Is it possible to set a non-incremental table to load from staging (rather than performing a full load) when an incremental load is run?

KailaT · ‎09-29-2022

Hi @kxie ,

Is there a particular use case for why you would want to do this? Typically we only run load from staging manually.

kxie · ‎09-29-2022

I currently have tables grouped together for security/access that had full loads at the end of the day. However, due to a change in requirements, incremental refreshes are being done throughout the day. For the more complex python MV's creating incremental load logic is complicated, and until that logic can be developed and validated, I'm looking for some way to shorten the schema's overall incremental load time. I did consider moving the MV's to another schema, but that would require a significant refactor.

dylanwan · ‎09-29-2022

In an incremental refresh, for those tables that do not have the incremental logic, the full load logic will be used. Instead of creating the right incremental logic, a dummy logic can be added with the filter 1=0 so it won't do anything.

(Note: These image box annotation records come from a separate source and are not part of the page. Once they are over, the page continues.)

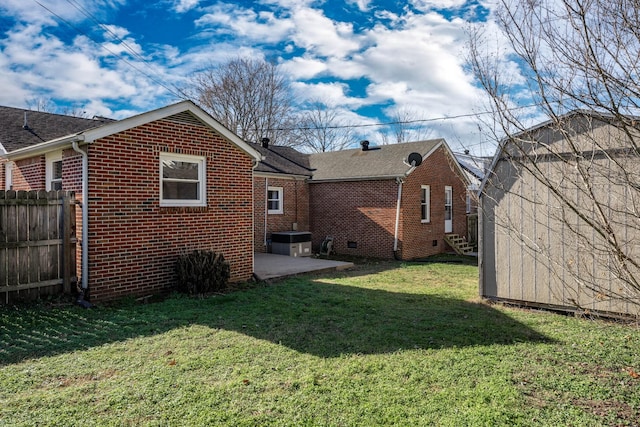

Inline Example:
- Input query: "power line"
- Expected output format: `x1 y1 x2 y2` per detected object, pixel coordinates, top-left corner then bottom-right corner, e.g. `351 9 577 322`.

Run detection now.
33 0 185 99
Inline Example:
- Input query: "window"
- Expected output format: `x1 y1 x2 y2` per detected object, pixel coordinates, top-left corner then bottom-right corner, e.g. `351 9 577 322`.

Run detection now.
267 187 283 214
420 185 431 222
45 151 62 191
160 153 207 206
4 162 13 190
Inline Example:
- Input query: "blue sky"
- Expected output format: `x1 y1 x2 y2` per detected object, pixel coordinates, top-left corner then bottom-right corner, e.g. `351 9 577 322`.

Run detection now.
0 0 495 155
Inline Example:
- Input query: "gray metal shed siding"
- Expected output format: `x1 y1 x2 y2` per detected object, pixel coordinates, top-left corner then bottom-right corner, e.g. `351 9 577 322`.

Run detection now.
480 120 640 315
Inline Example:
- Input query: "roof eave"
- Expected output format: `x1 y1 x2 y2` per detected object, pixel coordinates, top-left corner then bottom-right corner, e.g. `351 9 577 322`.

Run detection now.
0 132 85 161
309 174 405 184
253 171 311 181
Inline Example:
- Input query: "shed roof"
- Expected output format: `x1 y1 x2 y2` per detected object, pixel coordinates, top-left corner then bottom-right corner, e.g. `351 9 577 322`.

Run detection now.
0 106 114 152
251 144 312 177
309 139 446 181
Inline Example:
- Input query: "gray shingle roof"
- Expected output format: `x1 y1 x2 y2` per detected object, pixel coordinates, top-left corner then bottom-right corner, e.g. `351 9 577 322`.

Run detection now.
309 139 444 181
0 106 113 152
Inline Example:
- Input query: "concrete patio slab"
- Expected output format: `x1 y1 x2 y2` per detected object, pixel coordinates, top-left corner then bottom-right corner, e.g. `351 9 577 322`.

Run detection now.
253 253 353 280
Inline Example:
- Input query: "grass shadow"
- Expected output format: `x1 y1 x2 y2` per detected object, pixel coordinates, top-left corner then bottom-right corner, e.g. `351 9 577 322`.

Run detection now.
0 266 550 366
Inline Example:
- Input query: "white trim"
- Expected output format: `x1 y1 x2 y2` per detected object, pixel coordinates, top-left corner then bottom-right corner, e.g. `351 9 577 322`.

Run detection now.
267 186 284 215
44 150 62 191
158 152 207 207
4 162 15 191
4 101 262 161
420 185 431 224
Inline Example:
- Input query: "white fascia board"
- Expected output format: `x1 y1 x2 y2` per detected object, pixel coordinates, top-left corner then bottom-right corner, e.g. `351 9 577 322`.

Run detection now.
3 133 84 160
253 171 311 181
309 175 405 184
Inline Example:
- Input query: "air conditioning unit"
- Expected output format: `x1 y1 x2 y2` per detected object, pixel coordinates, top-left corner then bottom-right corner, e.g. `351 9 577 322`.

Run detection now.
271 231 311 256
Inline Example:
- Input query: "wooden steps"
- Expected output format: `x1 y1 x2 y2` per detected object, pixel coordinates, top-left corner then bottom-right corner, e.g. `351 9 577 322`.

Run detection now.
444 234 473 255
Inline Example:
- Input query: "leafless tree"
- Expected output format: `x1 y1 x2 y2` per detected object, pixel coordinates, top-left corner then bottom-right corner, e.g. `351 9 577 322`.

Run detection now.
26 96 89 118
298 100 357 152
189 57 296 145
470 0 640 313
379 108 433 144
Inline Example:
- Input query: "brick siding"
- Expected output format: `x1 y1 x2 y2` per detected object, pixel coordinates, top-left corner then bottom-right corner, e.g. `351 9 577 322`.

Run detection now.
8 120 253 301
253 177 310 252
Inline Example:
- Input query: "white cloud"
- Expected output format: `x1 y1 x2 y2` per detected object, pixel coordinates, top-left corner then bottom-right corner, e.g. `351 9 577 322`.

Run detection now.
292 82 366 108
195 3 293 43
173 0 200 13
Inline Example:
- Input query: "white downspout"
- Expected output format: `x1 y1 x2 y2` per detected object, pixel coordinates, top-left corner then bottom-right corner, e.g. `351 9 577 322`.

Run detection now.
393 178 403 259
71 140 89 291
264 177 269 247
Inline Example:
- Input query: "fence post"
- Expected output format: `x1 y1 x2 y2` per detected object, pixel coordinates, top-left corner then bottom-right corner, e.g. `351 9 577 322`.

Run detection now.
62 191 73 294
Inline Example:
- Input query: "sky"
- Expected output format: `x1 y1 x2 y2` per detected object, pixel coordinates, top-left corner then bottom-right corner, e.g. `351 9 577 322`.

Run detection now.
0 0 496 156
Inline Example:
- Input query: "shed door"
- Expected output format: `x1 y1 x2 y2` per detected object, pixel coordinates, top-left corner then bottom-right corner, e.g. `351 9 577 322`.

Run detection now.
444 185 453 233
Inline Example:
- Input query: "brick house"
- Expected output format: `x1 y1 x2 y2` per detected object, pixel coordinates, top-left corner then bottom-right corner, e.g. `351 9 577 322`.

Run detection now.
0 101 261 301
309 139 467 260
254 139 469 259
252 138 312 252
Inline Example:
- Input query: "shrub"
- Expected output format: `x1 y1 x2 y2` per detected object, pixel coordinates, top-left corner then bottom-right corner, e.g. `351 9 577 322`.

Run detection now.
176 249 231 295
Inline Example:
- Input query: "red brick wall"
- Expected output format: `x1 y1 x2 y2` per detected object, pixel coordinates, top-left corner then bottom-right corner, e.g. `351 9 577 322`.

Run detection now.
253 177 310 252
309 180 398 258
10 156 45 191
81 120 253 301
310 148 467 259
401 147 467 259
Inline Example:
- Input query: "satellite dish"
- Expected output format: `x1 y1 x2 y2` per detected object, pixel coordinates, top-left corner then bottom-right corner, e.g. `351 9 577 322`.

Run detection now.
407 153 422 168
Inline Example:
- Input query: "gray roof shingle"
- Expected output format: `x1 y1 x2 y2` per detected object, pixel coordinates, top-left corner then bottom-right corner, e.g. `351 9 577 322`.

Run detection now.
309 139 444 181
251 144 313 177
0 106 114 152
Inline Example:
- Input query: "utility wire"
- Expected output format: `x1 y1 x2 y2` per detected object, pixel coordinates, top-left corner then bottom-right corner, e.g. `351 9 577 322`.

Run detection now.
33 0 185 99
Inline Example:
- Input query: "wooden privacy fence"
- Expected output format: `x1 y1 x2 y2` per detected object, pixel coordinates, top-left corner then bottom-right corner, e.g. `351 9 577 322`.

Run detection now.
0 190 77 303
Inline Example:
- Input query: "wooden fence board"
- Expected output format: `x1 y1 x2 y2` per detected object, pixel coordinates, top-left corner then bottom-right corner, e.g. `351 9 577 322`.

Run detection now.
0 191 77 301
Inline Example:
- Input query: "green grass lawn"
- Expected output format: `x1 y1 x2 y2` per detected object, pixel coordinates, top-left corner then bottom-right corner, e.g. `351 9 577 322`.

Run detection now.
0 262 640 426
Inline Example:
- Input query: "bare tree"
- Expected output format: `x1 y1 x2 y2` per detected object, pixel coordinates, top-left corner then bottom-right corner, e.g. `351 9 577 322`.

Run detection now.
470 0 640 312
190 58 295 145
298 100 357 152
26 96 89 118
379 108 433 144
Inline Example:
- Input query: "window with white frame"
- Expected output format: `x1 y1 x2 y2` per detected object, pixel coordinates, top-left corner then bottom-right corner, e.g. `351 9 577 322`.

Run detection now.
160 153 207 206
45 151 62 191
420 185 431 222
267 187 284 214
4 162 13 190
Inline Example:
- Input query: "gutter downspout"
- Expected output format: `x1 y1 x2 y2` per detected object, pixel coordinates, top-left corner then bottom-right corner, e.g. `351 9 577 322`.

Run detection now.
71 140 89 294
264 177 269 252
393 178 404 261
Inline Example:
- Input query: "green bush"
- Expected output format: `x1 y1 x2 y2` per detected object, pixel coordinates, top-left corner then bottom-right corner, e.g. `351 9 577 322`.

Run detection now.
176 249 231 295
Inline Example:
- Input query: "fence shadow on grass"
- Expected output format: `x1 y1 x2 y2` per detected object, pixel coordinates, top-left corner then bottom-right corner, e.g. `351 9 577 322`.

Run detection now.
0 278 551 366
215 282 551 357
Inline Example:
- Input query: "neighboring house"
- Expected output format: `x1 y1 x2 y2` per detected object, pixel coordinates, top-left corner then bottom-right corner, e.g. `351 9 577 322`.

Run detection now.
252 138 312 252
0 101 261 301
480 111 640 315
309 139 468 260
456 150 492 250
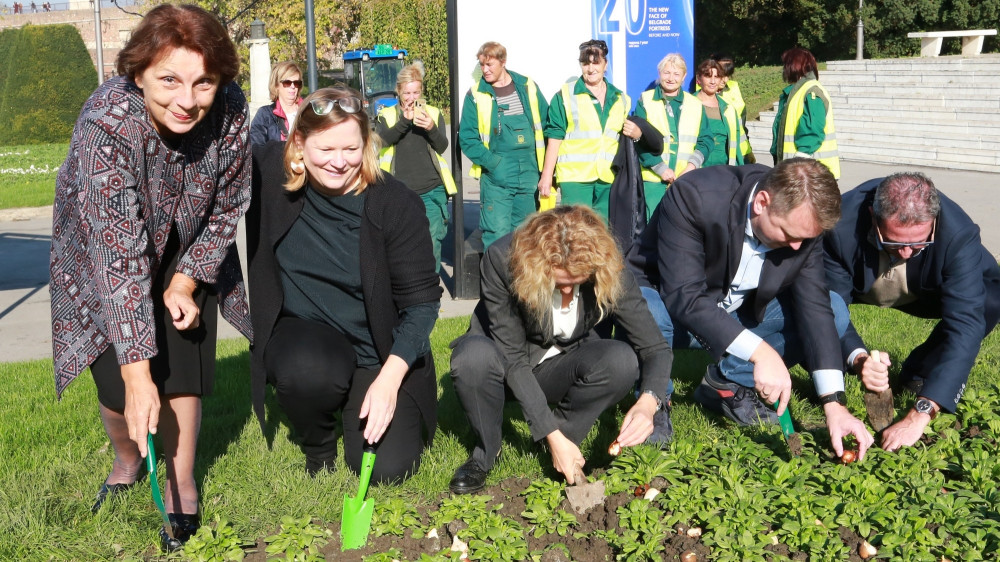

Here are some code examples:
For SQL based table:

SELECT <same as full load>
FROM <same as full load>
WHERE <same as full load>
AND 1=0

Add the last line.

SQL base MV, we can take the same approach as SQL based table.

For PySpark MV:

df = read("<current Schema>.<Current MV>")
df = df.filter("1=0")
save(df)

This approach is using the MV itself as the source and select no data from it.

The incremental logic will not bring any data and should run very fast during incremental refresh.